We are now witnessing these Indian companies reaching a critical size and scale, prompting major pharmaceutical firms to shift existing substantial business programs from China and direct incremental new product pipelines to Indian companies that now have the capacity for large-scale manufacturing.
The “China +1” strategy is well-known, but you also mentioned “Europe +1.” Could you explain how Europe’s strategy is influencing Indian manufacturers, and which industries are seeing the most significant impact from this shift?
Challenges in Europe are multifaceted: the demographic trend leans more toward consumption rather than a productive workforce, leading to high labour costs.
Additionally, environmental regulations make it difficult and prohibitively expensive to establish new manufacturing capacities.
In contrast, Indian companies can demonstrate significant value addition (arbitrage) in terms of capital expenditure, operating costs, and R&D costs compared to existing and proposed manufacturing capacities for sectors such as Specialty Chemicals, Pharmaceuticals, Engineering, Power Equipment, Automotive Components, and Textiles.
What about gold and silver? Both precious metals are also riding the liquidity wave.
In the last two years, the US dollar has weakened against the euro (up over 13%) and the British pound (up over 19%).
Commodity prices like aluminium (+20%) and copper (+26%) have also risen.

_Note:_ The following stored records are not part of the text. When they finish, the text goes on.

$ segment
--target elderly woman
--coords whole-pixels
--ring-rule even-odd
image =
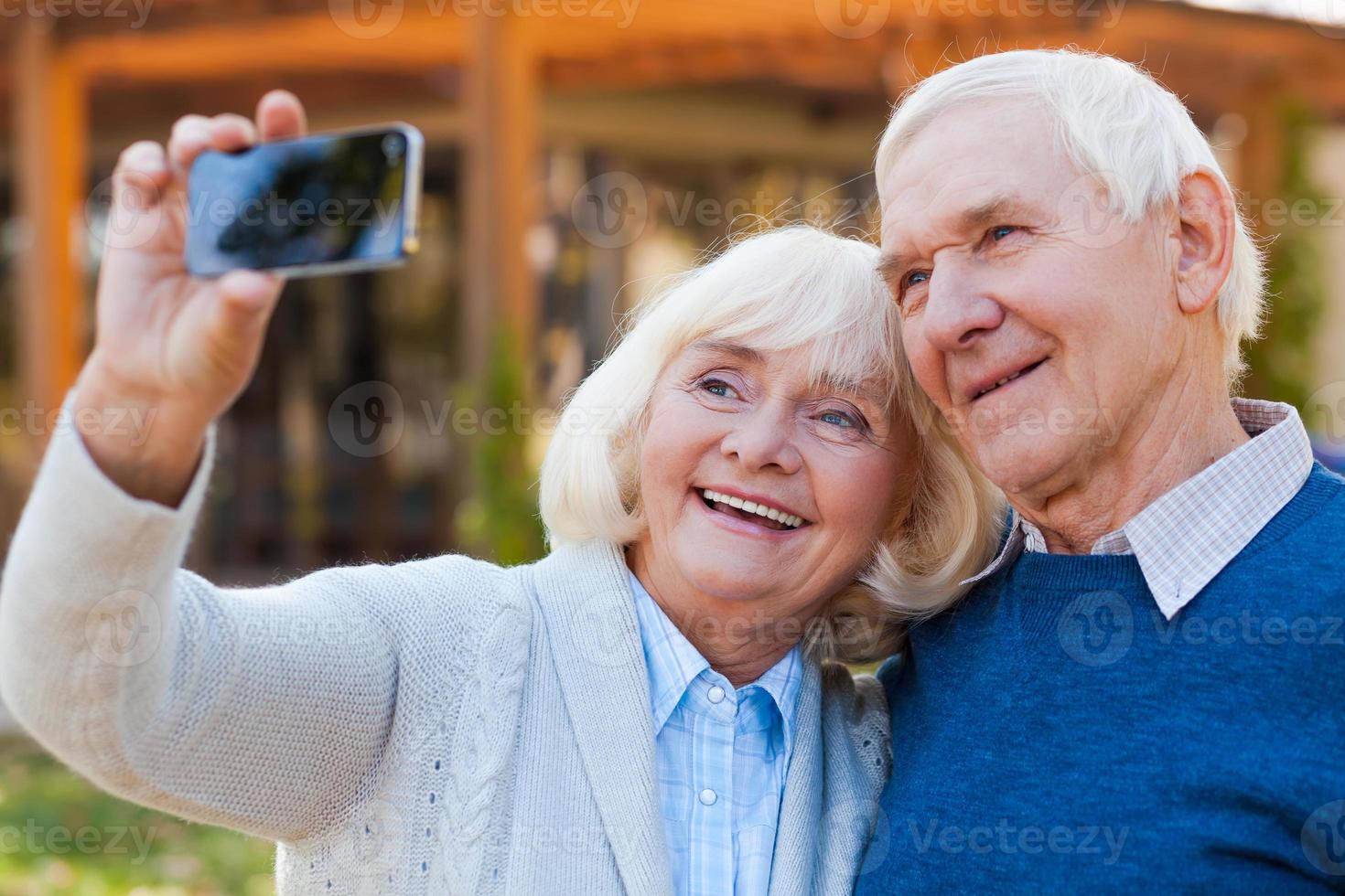
[[[134,144],[77,422],[15,535],[0,681],[108,790],[280,842],[281,893],[847,893],[889,770],[885,614],[956,594],[994,501],[898,353],[877,250],[810,228],[644,304],[542,470],[551,553],[225,588],[179,568],[280,282],[182,267],[182,172],[253,122]],[[152,188],[151,188],[152,187]],[[133,231],[133,228],[130,228]]]

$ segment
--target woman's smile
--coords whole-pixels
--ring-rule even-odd
[[[691,502],[699,506],[701,512],[703,512],[716,525],[720,525],[736,535],[745,535],[756,539],[765,537],[772,541],[779,541],[799,535],[803,529],[812,525],[808,520],[803,520],[794,513],[784,514],[788,521],[781,521],[779,519],[779,509],[765,505],[768,513],[775,510],[777,514],[777,519],[772,520],[769,516],[761,516],[756,509],[746,509],[748,505],[760,508],[760,504],[744,501],[737,496],[729,496],[714,489],[693,488]],[[795,520],[799,521],[799,525],[791,525]]]

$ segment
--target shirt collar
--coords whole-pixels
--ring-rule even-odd
[[[1298,411],[1283,402],[1232,399],[1254,437],[1093,543],[1092,553],[1134,553],[1154,602],[1171,619],[1293,500],[1313,470]],[[1046,552],[1041,531],[1014,512],[1009,536],[972,584],[1024,551]]]
[[[654,716],[654,732],[658,733],[697,678],[713,678],[730,695],[734,689],[672,625],[635,574],[631,572],[629,576],[631,592],[635,596],[635,618],[640,626],[640,642],[644,647],[644,665],[650,676],[650,712]],[[737,695],[741,696],[752,688],[769,695],[784,721],[784,743],[790,744],[794,740],[794,716],[802,685],[803,660],[799,647],[795,646],[760,678],[738,688]]]

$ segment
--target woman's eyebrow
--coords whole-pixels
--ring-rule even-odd
[[[755,348],[748,348],[740,343],[730,343],[722,339],[702,339],[691,343],[691,351],[705,353],[705,355],[730,355],[742,361],[749,361],[755,364],[763,363],[765,359],[761,352]]]
[[[857,380],[839,373],[822,373],[812,383],[814,388],[823,392],[849,395],[869,402],[874,407],[884,406],[878,390],[869,380]]]

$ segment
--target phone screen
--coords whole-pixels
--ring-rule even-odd
[[[202,153],[187,179],[187,269],[399,261],[412,149],[394,129]]]

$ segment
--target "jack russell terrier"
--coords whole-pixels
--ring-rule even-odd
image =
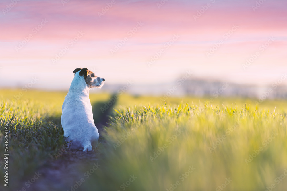
[[[104,78],[98,77],[86,68],[78,68],[62,106],[62,126],[68,146],[73,150],[90,151],[98,147],[100,135],[95,125],[89,90],[100,88]]]

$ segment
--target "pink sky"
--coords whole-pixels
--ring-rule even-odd
[[[285,0],[266,0],[255,11],[256,1],[169,0],[158,8],[159,0],[115,0],[100,18],[98,13],[112,1],[70,0],[63,5],[61,0],[20,0],[4,14],[11,2],[1,1],[0,87],[21,86],[37,76],[36,87],[67,88],[78,67],[96,70],[110,83],[133,79],[139,84],[172,81],[187,70],[195,76],[269,84],[287,72]],[[195,20],[193,15],[208,3]],[[48,22],[35,34],[33,29],[42,19]],[[142,26],[129,35],[139,22]],[[225,39],[234,25],[239,28]],[[71,46],[69,41],[79,31],[84,34]],[[17,52],[15,47],[30,34]],[[165,44],[174,34],[179,37],[166,49]],[[275,40],[261,52],[271,37]],[[110,50],[125,38],[112,54]],[[208,58],[206,52],[222,39]],[[53,63],[66,46],[69,50]],[[149,67],[147,62],[162,49],[164,53]],[[257,51],[260,55],[244,69],[242,64]]]

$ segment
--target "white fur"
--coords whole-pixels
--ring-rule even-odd
[[[92,145],[97,147],[100,135],[95,125],[89,98],[91,87],[88,87],[84,77],[79,75],[79,72],[75,74],[65,97],[62,107],[62,125],[64,137],[68,137],[66,140],[72,141],[69,145],[72,149],[90,151]],[[103,85],[104,79],[101,79],[100,83],[94,82],[98,86]]]

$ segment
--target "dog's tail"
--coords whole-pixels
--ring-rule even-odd
[[[83,152],[85,151],[91,151],[93,148],[92,145],[90,143],[89,144],[87,144],[84,146],[84,149],[83,149]]]

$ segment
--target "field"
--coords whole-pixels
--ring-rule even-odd
[[[115,95],[91,94],[102,137],[94,152],[83,153],[65,146],[61,117],[67,93],[0,91],[0,190],[287,188],[286,101],[258,105],[251,99],[210,103],[209,97],[186,97],[165,103],[123,94],[111,101]],[[3,183],[5,126],[9,188]]]

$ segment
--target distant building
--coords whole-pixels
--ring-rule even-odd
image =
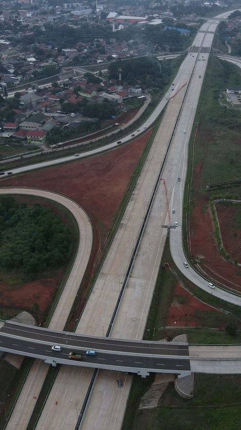
[[[138,22],[145,22],[148,18],[144,17],[132,17],[128,15],[119,15],[117,12],[110,12],[106,17],[106,21],[115,22],[128,22],[129,24],[135,24]]]
[[[241,94],[241,88],[227,88],[227,94]]]
[[[5,97],[7,97],[9,95],[9,93],[8,92],[8,85],[5,82],[2,82],[1,86],[3,90],[3,95]]]
[[[40,103],[42,98],[34,93],[27,93],[20,97],[20,104],[27,106],[34,106]]]
[[[167,25],[166,27],[164,27],[164,30],[171,30],[179,31],[179,33],[181,33],[181,34],[185,34],[187,36],[190,34],[189,30],[187,30],[186,28],[179,28],[177,27],[170,27],[169,26]]]
[[[6,122],[4,126],[5,132],[17,132],[19,126],[17,122]]]
[[[37,143],[42,145],[46,140],[46,134],[45,132],[41,132],[40,130],[33,130],[29,132],[27,135],[28,143]]]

During the same period, gold prices have increased nearly 60% in US dollars. Therefore, the rising trend in precious metals appears to be in sync with the weakening of the US dollar.
What will be the potential impact of China’s stimulus on global commodities? We are seeing some heightened activity in the metal space.
In the last decade, more than 50% of incremental global demand for most commodities has been driven by China’s consumption, primarily for infrastructure build-up and housing.
Currently, it seems China has enough capacity in both areas, which may limit incremental consumption. Thus, it remains uncertain whether China’s stimulus will drive sustainable demand for commodities.
However, as mentioned earlier, the weakening of the US dollar, which in turn drives demand for alternative asset classes, could be a significant factor influencing commodity prices.